O palco e o estúdio são meus lugares preferidos. Me reinvento constantemente, porque criar é uma necessidade pessoal. Sinto necessidade de cantar o que dialoga com o tempo presente. Minhas ideias escritas e cultivadas todos os dias movem minha existência. Tento colocá-las em prática. Os meus 24 álbuns expressam meu compromisso com a arte, a inovação e os direitos humanos. Componho continuamente novas músicas, arranjos, coreografias e roteiros. Na minha arte, faço um roteiro diferente para cada show. Faço intervenções artísticas no trio elétrico em cada carnaval. E quando estou no palco, faço cada show como se fosse o último e o primeiro.
Como estão os seus projetos de músicas? Há alguma movimentação para novos lançamentos em breve?
Lancei, recentemente, o projeto audiovisual Eu sou o carnaval gravado sobre o trio elétrico nos carnavais da Bahia e de São Paulo, estou com duas turnês na estrada, o Oxente Acústico, que divido o palco com meu filho Gabriel Mercury, cantor, compositor, músico e produtor cultural, e o show Baiana, em que celebro também os meus 40 anos de carreira. O próximo projeto a ser lançado é a gravação ao vivo do Oxente e já estou pesquisando para o meu próximo álbum.

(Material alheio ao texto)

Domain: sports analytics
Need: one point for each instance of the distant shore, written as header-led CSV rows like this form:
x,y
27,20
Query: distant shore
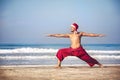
x,y
109,72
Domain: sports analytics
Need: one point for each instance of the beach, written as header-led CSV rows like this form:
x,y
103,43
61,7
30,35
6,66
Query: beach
x,y
65,73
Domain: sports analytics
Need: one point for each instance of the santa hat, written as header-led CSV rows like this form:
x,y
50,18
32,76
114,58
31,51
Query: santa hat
x,y
75,25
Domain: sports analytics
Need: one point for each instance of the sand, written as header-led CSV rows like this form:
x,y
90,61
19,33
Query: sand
x,y
66,73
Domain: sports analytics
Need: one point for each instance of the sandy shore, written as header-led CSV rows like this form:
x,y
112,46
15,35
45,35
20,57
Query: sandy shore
x,y
66,73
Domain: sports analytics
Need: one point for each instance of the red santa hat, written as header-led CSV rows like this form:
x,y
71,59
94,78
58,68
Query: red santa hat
x,y
75,25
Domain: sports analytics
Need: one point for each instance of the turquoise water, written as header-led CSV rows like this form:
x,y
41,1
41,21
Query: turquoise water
x,y
44,54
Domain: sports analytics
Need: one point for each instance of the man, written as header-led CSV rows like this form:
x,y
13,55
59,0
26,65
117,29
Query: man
x,y
76,48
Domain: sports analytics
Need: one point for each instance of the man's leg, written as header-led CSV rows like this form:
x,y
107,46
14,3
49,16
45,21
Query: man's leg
x,y
85,57
61,54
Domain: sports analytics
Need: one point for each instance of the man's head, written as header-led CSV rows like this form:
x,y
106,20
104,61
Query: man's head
x,y
74,27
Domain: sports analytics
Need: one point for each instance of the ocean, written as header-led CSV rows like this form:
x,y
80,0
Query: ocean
x,y
44,54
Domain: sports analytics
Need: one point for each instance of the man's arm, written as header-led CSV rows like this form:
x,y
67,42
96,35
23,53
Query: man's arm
x,y
91,34
59,35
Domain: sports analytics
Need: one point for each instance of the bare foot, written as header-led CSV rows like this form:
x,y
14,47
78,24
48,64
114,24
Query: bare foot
x,y
100,65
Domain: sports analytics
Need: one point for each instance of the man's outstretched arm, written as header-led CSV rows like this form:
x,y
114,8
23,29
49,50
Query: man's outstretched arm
x,y
91,34
58,35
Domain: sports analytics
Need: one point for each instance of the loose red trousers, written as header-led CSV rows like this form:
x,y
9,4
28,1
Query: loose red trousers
x,y
79,52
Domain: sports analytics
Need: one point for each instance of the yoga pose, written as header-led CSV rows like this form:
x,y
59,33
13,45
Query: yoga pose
x,y
76,48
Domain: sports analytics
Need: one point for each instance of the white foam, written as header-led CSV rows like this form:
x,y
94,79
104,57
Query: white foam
x,y
50,50
46,57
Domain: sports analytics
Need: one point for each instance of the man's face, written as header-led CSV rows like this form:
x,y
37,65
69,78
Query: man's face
x,y
72,29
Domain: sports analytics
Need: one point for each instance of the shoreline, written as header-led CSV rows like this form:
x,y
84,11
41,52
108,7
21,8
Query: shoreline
x,y
82,65
65,73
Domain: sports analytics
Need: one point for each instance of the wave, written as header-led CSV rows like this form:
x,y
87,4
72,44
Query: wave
x,y
53,57
50,50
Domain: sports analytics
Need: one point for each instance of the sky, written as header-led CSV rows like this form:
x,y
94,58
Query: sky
x,y
28,21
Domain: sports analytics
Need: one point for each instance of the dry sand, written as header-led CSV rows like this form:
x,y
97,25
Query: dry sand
x,y
66,73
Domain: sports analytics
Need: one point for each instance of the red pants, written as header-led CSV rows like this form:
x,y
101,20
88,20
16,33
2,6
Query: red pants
x,y
79,52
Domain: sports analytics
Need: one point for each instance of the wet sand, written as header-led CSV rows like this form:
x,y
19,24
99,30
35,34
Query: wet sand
x,y
66,73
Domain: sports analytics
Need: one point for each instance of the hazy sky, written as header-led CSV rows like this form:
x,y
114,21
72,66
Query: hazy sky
x,y
28,21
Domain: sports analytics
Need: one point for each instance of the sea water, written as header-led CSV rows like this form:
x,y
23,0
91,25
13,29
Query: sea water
x,y
44,54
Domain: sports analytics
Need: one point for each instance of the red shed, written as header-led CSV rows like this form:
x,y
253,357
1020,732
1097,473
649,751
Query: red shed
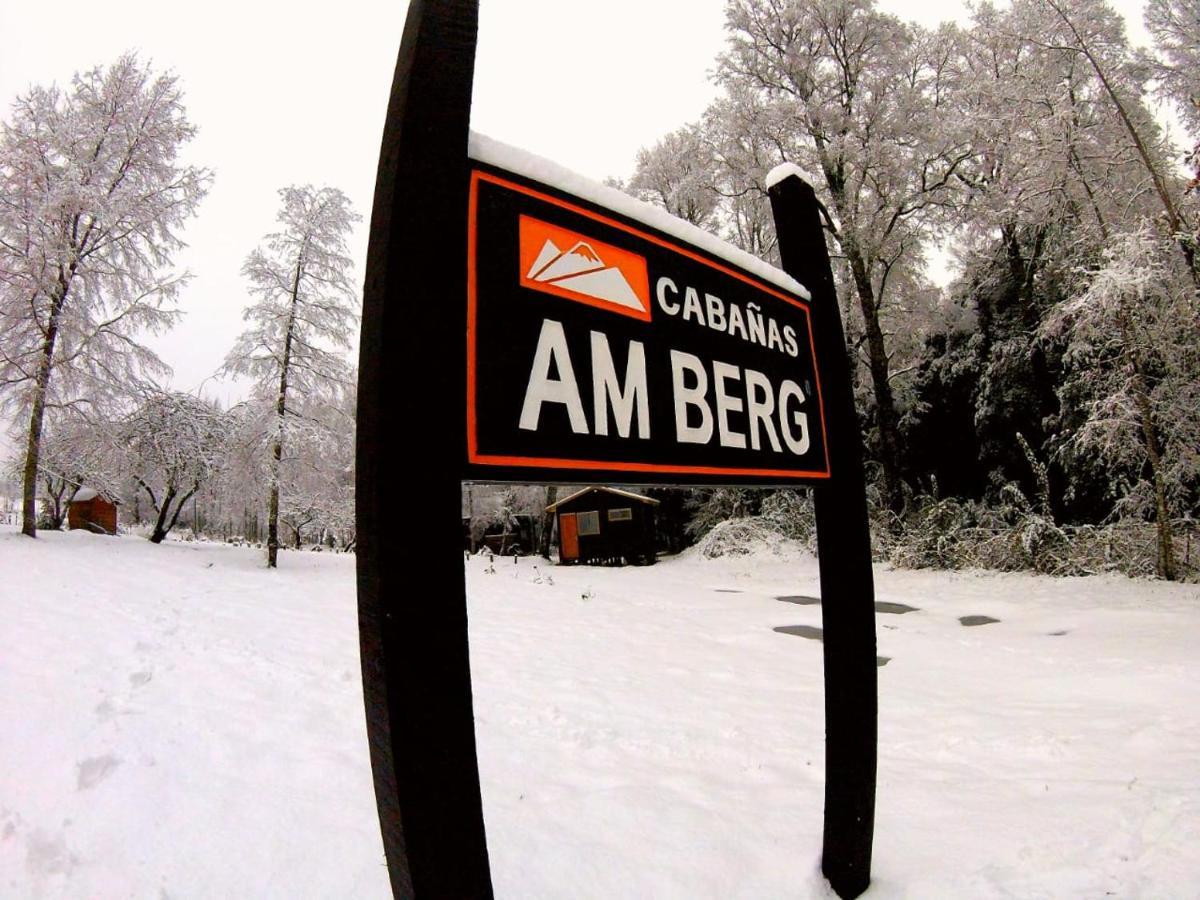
x,y
93,510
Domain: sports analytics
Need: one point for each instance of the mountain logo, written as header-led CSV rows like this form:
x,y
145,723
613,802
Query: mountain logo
x,y
564,263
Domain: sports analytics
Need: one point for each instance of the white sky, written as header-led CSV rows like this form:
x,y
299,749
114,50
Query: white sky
x,y
283,94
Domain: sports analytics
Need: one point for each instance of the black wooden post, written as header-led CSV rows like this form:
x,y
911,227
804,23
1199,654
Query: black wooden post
x,y
844,541
411,456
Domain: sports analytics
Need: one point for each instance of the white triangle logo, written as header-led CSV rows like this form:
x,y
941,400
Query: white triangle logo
x,y
582,270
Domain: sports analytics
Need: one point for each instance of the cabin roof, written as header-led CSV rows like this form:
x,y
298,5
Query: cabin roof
x,y
617,491
90,493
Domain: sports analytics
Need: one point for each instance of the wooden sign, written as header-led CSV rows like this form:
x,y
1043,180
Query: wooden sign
x,y
515,329
599,348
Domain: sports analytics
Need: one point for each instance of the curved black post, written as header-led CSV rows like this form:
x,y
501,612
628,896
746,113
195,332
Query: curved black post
x,y
412,383
844,540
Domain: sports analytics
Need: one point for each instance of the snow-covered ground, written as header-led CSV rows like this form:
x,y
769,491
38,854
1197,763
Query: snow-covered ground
x,y
177,721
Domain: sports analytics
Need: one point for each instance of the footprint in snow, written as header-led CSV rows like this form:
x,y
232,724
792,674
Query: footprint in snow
x,y
95,769
975,621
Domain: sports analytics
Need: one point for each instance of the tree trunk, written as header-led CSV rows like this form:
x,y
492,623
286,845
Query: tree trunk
x,y
281,405
160,527
36,419
547,521
887,419
1165,564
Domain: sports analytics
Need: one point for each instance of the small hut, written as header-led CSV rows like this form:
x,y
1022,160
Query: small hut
x,y
605,526
91,510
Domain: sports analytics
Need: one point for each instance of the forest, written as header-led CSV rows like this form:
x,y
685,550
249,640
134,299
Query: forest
x,y
1036,407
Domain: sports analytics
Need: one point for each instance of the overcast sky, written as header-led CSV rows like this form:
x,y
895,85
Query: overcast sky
x,y
283,95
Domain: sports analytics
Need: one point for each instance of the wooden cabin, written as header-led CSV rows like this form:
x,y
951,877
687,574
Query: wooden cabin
x,y
605,526
91,510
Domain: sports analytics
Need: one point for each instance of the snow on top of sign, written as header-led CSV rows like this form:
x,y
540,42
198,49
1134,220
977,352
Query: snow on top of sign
x,y
783,171
521,162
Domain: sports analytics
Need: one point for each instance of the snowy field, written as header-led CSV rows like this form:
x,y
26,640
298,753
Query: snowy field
x,y
177,721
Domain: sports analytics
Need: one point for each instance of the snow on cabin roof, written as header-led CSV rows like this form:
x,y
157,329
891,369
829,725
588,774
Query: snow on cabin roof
x,y
521,162
90,493
786,169
617,491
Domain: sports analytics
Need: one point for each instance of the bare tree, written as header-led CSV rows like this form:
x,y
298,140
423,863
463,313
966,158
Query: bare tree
x,y
306,312
91,198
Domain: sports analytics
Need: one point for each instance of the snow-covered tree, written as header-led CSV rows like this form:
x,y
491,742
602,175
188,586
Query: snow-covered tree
x,y
317,472
1133,369
173,444
1175,27
76,453
859,97
305,315
93,196
678,173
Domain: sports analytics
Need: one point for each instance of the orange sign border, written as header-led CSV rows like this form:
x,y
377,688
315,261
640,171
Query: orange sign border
x,y
475,457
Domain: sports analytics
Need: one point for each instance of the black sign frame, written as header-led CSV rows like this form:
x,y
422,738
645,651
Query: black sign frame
x,y
635,469
413,642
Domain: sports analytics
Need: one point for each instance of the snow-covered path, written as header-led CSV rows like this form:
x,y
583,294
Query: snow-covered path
x,y
178,721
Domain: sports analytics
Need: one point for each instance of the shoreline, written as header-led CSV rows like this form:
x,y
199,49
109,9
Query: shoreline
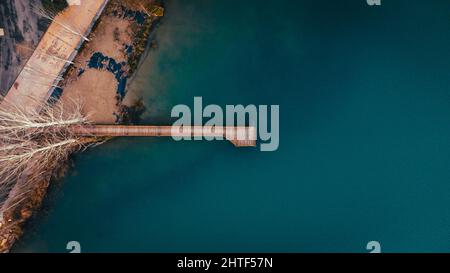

No público do seu show, tinha gente de todas as idades. Como você se sente quando vê gerações diferentes da sua, sejam mais novos ou mais velhos, abraçando seu trabalho?
Adoro ver crianças e adolescentes descobrindo meu trabalho. Parece que nasço de novo. E a vida no palco é mesmo eterna, pois está no plano do sonho, da imaginação.